The next day, Violet makes the mistake of setting too many places at table. Time to meet the rest of the New Meat. Stuttering Jake (Jerry Pavlon) will be our Looser Spice for the remainder of the film. Tina (the wonderfully-named Debisue Voorhees) formed one half of that horny pair Sheriff Tucker hauled off Ethel’s place. Eddie (John Robert Dixon) formed the other half, and he reveals himself to be the unintentional Odious Comic Relief by stealing one of Tommy’s homemade masks and trying to pull a cheap practical joke.

Tommy, who’s spent the morning reliving the end of The Final Chapter, is in no mood for Eddie’s shit. He responds the way I wish every main character would respond to their film’s Odious Comic Relief: with a savage beatdown that’s meant to insinuate he might be our film’s Killer…though all it really does is endear him to me.

Back on the highway, Sheriff Tucker finds those two dead Greasers. “Looks like we got a psycho killer on the loose, Sheriff,” Deputy Obvious puts in as the two stand around, looking impotent. Before the Sheriff can slap him, we quantum leap to a diner…somewhere…and it’s night again, so no one can accuse this film of not moving forward. I just wish it’d warn me next time. Whiplash, you see.

Dead. Dead. Dead. Dead. Token Child. Final Girl.
Dead Meat. Dead Meat. Dead Meat. Dead Meat. Token Child. Final Girl. And Dead Meat.

Here’s Billy (Bob De Simone), the jerk from the Unger Institute who dropped Tommy off at Pineherst. Billy’s come to pick up a waitress named Lana (Rebecca Wood-Sharkey). Lana just has to get ready…it’ll only take a sec. Billy passes the time with some nose candy and that “psycho killer” who’s very much “on the loose,” thank you. Lana passes the time flashing her boobs at the diner’s bathroom mirror…and with a Spring Loaded Cat…before she’s literally axed. We’ll never see these two again, they’ll have no connection to the overall plot, and all their deaths do is pad out the running time. Do I even need to say that at this point?

Back at the ranch, Tommy’s having another freak-out. Don’t think your horrible, cloying, cheap-scare-tactic music can drown out the voices in my head, Friday the 13th. They know a Halloween rip-off when they see it. At least you ripped off one of the good scenes…but still…

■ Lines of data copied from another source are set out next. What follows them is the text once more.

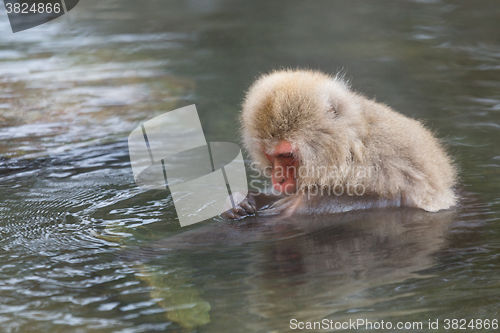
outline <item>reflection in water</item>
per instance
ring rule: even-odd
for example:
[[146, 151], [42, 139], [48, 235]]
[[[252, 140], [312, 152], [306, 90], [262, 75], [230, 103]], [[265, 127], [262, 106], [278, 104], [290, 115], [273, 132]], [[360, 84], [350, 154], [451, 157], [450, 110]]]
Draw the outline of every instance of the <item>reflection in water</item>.
[[[151, 298], [161, 299], [167, 318], [181, 326], [206, 324], [211, 308], [215, 317], [224, 311], [258, 316], [259, 321], [249, 320], [242, 327], [244, 331], [285, 330], [291, 318], [356, 319], [361, 313], [363, 318], [371, 317], [370, 307], [381, 300], [369, 297], [369, 290], [418, 277], [418, 271], [433, 264], [432, 255], [443, 247], [444, 233], [455, 215], [454, 211], [381, 209], [286, 220], [247, 218], [235, 225], [205, 225], [147, 248], [134, 246], [120, 257], [143, 262], [141, 279], [153, 288]], [[183, 258], [199, 256], [195, 262], [201, 267], [172, 260], [172, 251], [181, 251]], [[212, 306], [210, 299], [200, 297], [197, 288], [205, 285], [209, 272], [196, 279], [186, 273], [193, 268], [212, 270], [213, 262], [202, 258], [209, 253], [217, 258], [220, 251], [241, 252], [223, 259], [226, 267], [239, 272], [238, 284], [245, 289], [239, 296], [245, 307], [238, 311], [227, 308], [234, 295], [218, 294]], [[168, 271], [151, 268], [161, 261]], [[226, 279], [218, 283], [231, 283]], [[352, 308], [357, 309], [355, 316], [342, 313]]]

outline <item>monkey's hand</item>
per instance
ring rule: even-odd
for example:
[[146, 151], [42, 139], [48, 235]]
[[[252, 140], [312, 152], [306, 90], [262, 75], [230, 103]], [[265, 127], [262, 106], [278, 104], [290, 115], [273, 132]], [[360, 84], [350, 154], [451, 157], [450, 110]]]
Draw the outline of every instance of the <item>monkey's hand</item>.
[[238, 205], [233, 207], [233, 202], [235, 199], [241, 199], [243, 194], [240, 192], [233, 193], [232, 198], [227, 197], [226, 203], [224, 204], [223, 211], [224, 213], [220, 214], [220, 216], [228, 221], [231, 220], [239, 220], [248, 215], [253, 215], [257, 211], [255, 205], [255, 199], [252, 195], [248, 194], [246, 197], [241, 200]]

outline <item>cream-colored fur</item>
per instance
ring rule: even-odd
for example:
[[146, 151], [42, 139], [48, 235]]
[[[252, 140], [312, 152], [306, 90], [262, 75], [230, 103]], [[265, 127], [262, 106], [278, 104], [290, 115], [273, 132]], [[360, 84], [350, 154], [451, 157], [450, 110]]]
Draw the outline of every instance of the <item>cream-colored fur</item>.
[[306, 70], [264, 75], [248, 91], [241, 121], [245, 148], [262, 169], [270, 165], [264, 151], [292, 143], [305, 170], [300, 193], [362, 186], [367, 197], [432, 212], [456, 203], [455, 168], [431, 132], [338, 77]]

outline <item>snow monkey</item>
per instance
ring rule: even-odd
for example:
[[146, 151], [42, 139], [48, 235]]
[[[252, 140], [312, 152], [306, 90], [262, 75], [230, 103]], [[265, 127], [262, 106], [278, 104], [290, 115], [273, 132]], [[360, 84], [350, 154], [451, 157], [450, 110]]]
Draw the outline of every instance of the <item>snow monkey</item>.
[[[436, 212], [456, 203], [456, 170], [439, 140], [419, 121], [351, 91], [339, 76], [264, 75], [246, 95], [241, 123], [244, 147], [281, 194], [262, 214]], [[222, 216], [253, 214], [258, 202], [249, 194]]]

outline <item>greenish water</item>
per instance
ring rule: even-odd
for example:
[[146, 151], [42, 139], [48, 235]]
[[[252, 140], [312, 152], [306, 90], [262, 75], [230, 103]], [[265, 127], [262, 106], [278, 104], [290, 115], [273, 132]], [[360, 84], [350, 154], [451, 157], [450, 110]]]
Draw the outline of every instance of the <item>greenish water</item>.
[[[16, 34], [3, 11], [0, 332], [500, 319], [497, 2], [86, 0]], [[181, 228], [135, 185], [127, 135], [196, 103], [207, 141], [239, 142], [245, 90], [280, 67], [341, 70], [423, 120], [460, 206]]]

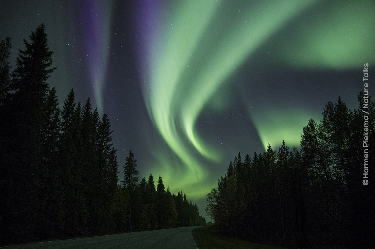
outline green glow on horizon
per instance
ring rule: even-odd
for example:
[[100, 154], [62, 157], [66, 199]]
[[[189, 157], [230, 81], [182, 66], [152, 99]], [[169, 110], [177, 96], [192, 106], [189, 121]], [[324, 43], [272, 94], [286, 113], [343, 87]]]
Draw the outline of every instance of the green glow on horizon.
[[318, 121], [321, 118], [320, 113], [307, 112], [303, 108], [274, 110], [270, 107], [266, 113], [253, 115], [252, 119], [265, 151], [269, 144], [277, 151], [283, 140], [290, 149], [293, 146], [299, 148], [302, 129], [311, 119]]
[[[221, 162], [222, 160], [220, 152], [201, 138], [196, 129], [195, 123], [202, 110], [221, 84], [228, 82], [236, 69], [247, 61], [268, 39], [294, 18], [302, 18], [306, 14], [303, 14], [303, 12], [308, 13], [314, 6], [323, 4], [315, 0], [243, 3], [240, 7], [233, 7], [236, 8], [233, 10], [232, 8], [227, 10], [228, 8], [223, 7], [225, 3], [220, 1], [185, 1], [175, 10], [171, 10], [171, 15], [160, 18], [155, 28], [158, 31], [151, 39], [150, 74], [144, 97], [154, 125], [182, 164], [174, 165], [176, 162], [169, 161], [170, 157], [164, 158], [159, 155], [159, 162], [153, 167], [164, 168], [164, 180], [179, 186], [176, 187], [191, 187], [193, 190], [190, 194], [195, 197], [204, 196], [212, 188], [210, 185], [202, 183], [209, 176], [202, 162], [210, 160]], [[227, 7], [230, 9], [232, 6]], [[343, 11], [346, 15], [342, 9], [338, 9], [336, 14]], [[348, 17], [349, 21], [345, 21], [344, 25], [350, 25], [351, 19], [357, 20], [359, 16]], [[327, 21], [341, 27], [340, 22], [343, 21], [333, 18]], [[282, 62], [287, 61], [286, 66], [294, 67], [291, 62], [297, 59], [309, 68], [315, 66], [325, 68], [354, 66], [354, 62], [350, 61], [352, 58], [343, 55], [340, 46], [344, 45], [345, 49], [350, 49], [352, 45], [343, 42], [345, 37], [342, 36], [330, 34], [332, 29], [337, 27], [312, 26], [307, 31], [302, 29], [303, 27], [296, 31], [296, 39], [290, 41], [292, 45], [299, 44], [301, 39], [306, 38], [307, 42], [303, 40], [310, 43], [296, 45], [296, 49], [288, 52], [287, 56], [284, 51], [278, 51]], [[372, 30], [369, 28], [368, 32], [371, 33]], [[305, 37], [299, 39], [300, 31]], [[338, 29], [334, 34], [342, 32]], [[352, 36], [357, 35], [353, 31]], [[369, 37], [372, 37], [371, 35], [373, 34]], [[322, 46], [322, 40], [328, 43], [328, 53], [324, 50], [316, 52], [317, 47]], [[373, 40], [366, 44], [370, 44], [370, 40]], [[309, 49], [304, 49], [304, 46]], [[264, 145], [270, 143], [278, 146], [284, 139], [288, 146], [292, 147], [299, 145], [302, 129], [309, 119], [315, 117], [314, 115], [303, 110], [270, 110], [267, 114], [251, 119]], [[174, 186], [169, 184], [171, 190], [173, 189]], [[201, 186], [195, 188], [198, 184]]]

For no reason, we jump to Sheriff Tucker as he endures an ass chewing from the Mayor of…Wherever-The-Hell-We-Are-Ville (Ric Mancini). Sheriff Tucker postulates the most likely suspect in this recent string of murders is Jason Voorhees. The Mayor (of Crystal Lake? Really? Really-really? They dumped Tommy back into that haunted forest after all the crap he went through? Okay, movie, why not?) counters that Jason is not only dead but cremated…something this movie’s five-and-counting direct sequels would rather we forget.

Even Vi's thrown up her hands in despair.
Even Vi's thrown up her hands in despair.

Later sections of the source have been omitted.